Breve scheda sui sistemi elettorali redatta dall'Avv. Maurizio Di Palma
Si parla spesso di riforma elettorale e ogni gruppo politico manifesta la preferenza per un sistema in particolare.
Poiché ogni proposta è ispirata da un modello già esistente, per cogliere i termini del dibattito in corso, è opportuno esaminare i principale sistemi elettorali già adottati da altri paesi e indagarne gli effetti possibili in Italia.

UNINOMINALE
Sono così definiti quei sistemi in cui si divide il territorio nazionale in tanti collegi quanti sono i deputati da eleggere. Ogni collegio eleggerà un solo deputato.
Esistono tuttavia vari sistemi per stabilire chi è il candidato vincente in ogni collegio.

Uninominale secco (Gran Bretagna e Stati Uniti).
Ogni partito presenta il suo candidato nel collegio. Vince quello che arriva primo (first past the post) anche se non ha ricevuto la maggioranza assoluta dei voti.
Nei paesi in cui è adottato ha favorito la formazione di un sistema politico con 2/3 partiti.
In Italia, adottato negli anni ’90 per l’elezione dei 3/4 della Camera, ha prodotto un effetto diverso.
I partiti si riunivano in coalizioni ed erano le coalizioni a presentare un candidato in ciascun collegio. Tali candidati di coalizione - scelti sulla base di un accordo tra i partiti in ragione del loro presunto “peso” elettorale - una volta eletti, transitavano nel gruppo parlamentare del partito cui realmente appartenevano. In Italia, quindi, l’uninominale secco non ha ridotto il numero dei partiti e probabilmente ha accresciuto il peso delle formazioni più piccole.

Uninominale a doppio turno (Francia).
Nel singolo collegio ogni partito presenta il suo candidato. Se nessuno ha conseguito la maggioranza assoluta (50% + 1 dei voti), passa al secondo turno chi ha ottenuto almeno il 12,5% (così è in Francia, ma sono possibili criteri diversi; ad es. accedono al ballottaggio i primi due). Vince il secondo turno chi arriva primo.
E’ un tipo di uninominale compatibile con i paesi con più di due-tre partiti, che penalizza fortemente i partiti piccoli.

Uninominale australiano.
Nel collegio ogni partito presenta un candidato. L’elettore deve ordinare i candidati secondo il suo personale ordine di preferenza, dal più gradito il meno gradito segnando un numero accanto a ciascuno (1,2,3 etc..). Per stabilire chi ha vinto si conteggiano le prime preferenze (quelle con il n.1) e si redige una graduatoria. Se nessuno ha raggiunto la maggioranza assoluta (50% +1 dei voti), si elimina il candidato meno votato, si mettono da parte le sue schede e si distribuiscono agli altri le seconde preferenze di tali schede. Se nessuno ha conseguito la maggioranza assoluta, si attribuiscono agli altri le terze, le quarte, le quinte preferenze sino a quando qualcuno non ha raggiunto tale maggioranza. Se ancora nessuno ha raggiunto la maggioranza assoluta si elimina il penultimo candidato procedendo all’attribuzione delle altre preferenze, sino a quando qualcuno non ottiene il 50% +1 dei voti.
E’ un sistema meno tranciante dell’uninominale secco inglese e probabilmente verrà adottato in Gran Bretagna a breve. In un certo senso anticipa gli effetti di un secondo turno virtuale obbligando l’elettore ad esprimere subito tutte le preferenze. Vince le elezioni in genere non tanto il partito più apprezzato, ma quello che è meno sgradito agli elettori.

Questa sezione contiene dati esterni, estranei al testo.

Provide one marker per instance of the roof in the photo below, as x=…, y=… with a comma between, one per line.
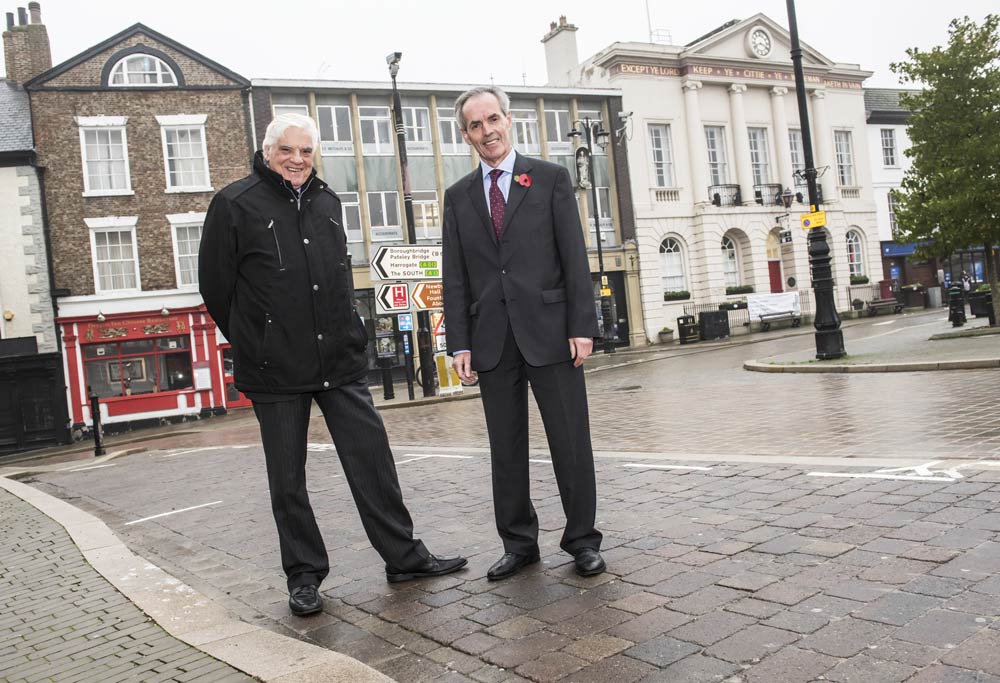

Paradosso dell’uninominale.
Nei sistemi uninominali, per vincere le elezioni, non è importante conseguire più voti degli altri sul piano nazionale, ma conseguire più collegi. Può quindi accadere - e talvolta è avvenuto - che il partito più votato sul piano nazionale perda le elezioni perché ha conseguito meno collegi.

PROPORZIONALE
Si divide il territorio nazionale in pochi grandi collegi (ma in teoria è possibile anche un unico grande collegio nazionale). Ogni collegio esprime più deputati. Ogni partito presenta non un candidato, ma una lista di candidati pari al numero di deputati da eleggere nel collegio.
Ciascun partito ottiene un numero di deputati eletti in proporzione ai voti di lista ottenuti. Per stabilire quali candidati risultino eletti, all’interno di ciascuna lista si redige una graduatoria sulla base delle preferenze espresse dall’elettore.
A differenza dell’uninominale, questo sistema assicura una sostanziale rispondenza del Parlamento alle scelte e agli orientamenti politici dell’elettorato.
A differenza dell’uninominale, questo sistema può favorire la frammentazione politica; in Italia ad esempio, il proporzionale puro non arginò la proliferazione di partiti più piccoli.
Per evitare la polverizzazione della rappresentanza politica, in alcuni paesi, hanno corretto il proporzionale.

Proporzionale con sbarramento (Germania).
In Germania, i partiti che hanno conseguito meno del 5% sul piano nazionale non entrano in Parlamento. I voti di queste liste con meno del 5% vengono distribuiti in proporzione a tutte le altre liste che hanno superato la soglia di sbarramento.

Proporzionale spagnolo.
I collegi elettorali sono piccoli ed esprimo pochi deputati. Per i partiti più piccoli, quindi, è molto più difficile conseguire dei deputati. Si ritiene che questo sistema comporti uno sbarramento “virtuale” del 7/8% in ogni collegio. Il sistema penalizza in una certa misura anche i partiti di grandezza media, ma non le forze regionali radicate in un determinato territorio.

Sistema italiano
E’ un proporzionale in cui i partiti presentano liste plurinominali che tra loro possono allearsi in coalizioni prima del voto e con sbarramento al 2% (4% per le liste senza coalizione).
La coalizione che arriva prima sul piano nazionale, anche se non consegue la maggioranza dei voti, ottiene automaticamente il 55% della Camera (c.d. premio di maggioranza).
Non sono ammessi i voti di preferenza dei candidati: sono i partiti a decidere chi viene eletto redigendo l’ordine di preferenza dei candidati prima del voto.
Per il Senato, invece, il premio di maggioranza viene attribuito su base regionale e non come per la Camera, su base nazionale. Questo può comportare la formazione di due maggioranze diverse alla Camera e al Senato.